Step 1: Understanding the Concept:
To determine the relationship between \( f(xy) \) and the product \( f(x) \cdot f(y) \), we evaluate both expressions using the given definition of the function \( f(x) = \sqrt{1 + x^2} \).
Step 2: Detailed Explanation:
Given \( f(x) = \sqrt{1 + x^2} \).
The product \( f(x) \cdot f(y) \) is:
\[ f(x) \cdot f(y) = \sqrt{1 + x^2} \cdot \sqrt{1 + y^2} = \sqrt{(1 + x^2)(1 + y^2)} \]
\[ f(x) \cdot f(y) = \sqrt{1 + x^2 + y^2 + x^2y^2} \]
Now, let's evaluate \( f(xy) \):
\[ f(xy) = \sqrt{1 + (xy)^2} = \sqrt{1 + x^2y^2} \]
We compare the terms under the square root.

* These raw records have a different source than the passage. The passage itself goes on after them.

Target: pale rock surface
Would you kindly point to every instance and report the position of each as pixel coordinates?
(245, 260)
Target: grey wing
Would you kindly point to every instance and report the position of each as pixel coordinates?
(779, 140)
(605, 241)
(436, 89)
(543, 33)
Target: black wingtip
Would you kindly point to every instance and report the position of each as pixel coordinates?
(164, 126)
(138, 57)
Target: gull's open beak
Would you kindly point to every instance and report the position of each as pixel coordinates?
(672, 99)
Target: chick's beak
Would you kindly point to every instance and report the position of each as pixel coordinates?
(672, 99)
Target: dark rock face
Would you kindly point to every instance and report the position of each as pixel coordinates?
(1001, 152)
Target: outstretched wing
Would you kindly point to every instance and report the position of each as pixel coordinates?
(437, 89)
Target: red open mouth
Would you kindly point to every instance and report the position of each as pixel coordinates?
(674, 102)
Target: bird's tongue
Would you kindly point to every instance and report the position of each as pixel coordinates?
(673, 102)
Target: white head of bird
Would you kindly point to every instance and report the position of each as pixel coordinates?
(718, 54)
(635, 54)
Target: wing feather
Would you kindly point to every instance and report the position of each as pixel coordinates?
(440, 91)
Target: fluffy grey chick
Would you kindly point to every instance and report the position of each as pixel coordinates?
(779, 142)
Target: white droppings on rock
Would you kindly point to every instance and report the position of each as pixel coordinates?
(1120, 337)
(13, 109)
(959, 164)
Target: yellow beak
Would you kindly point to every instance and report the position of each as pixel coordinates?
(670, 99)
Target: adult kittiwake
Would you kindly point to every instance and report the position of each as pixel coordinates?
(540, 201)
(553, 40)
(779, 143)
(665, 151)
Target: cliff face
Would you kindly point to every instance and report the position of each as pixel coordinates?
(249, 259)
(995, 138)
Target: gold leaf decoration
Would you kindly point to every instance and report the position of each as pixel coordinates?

Since \( x^2 \) and \( y^2 \) are always non-negative (\( x^2 \geq 0, y^2 \geq 0 \)), we have:
\[ 1 + x^2y^2 \leq 1 + x^2 + y^2 + x^2y^2 \]
Taking the square root on both sides:
\[ \sqrt{1 + x^2y^2} \leq \sqrt{1 + x^2 + y^2 + x^2y^2} \]
\[ f(xy) \leq f(x) \cdot f(y) \]
Step 3: Final Answer:
The correct relationship is \( f(xy) \leq f(x) \cdot f(y) \).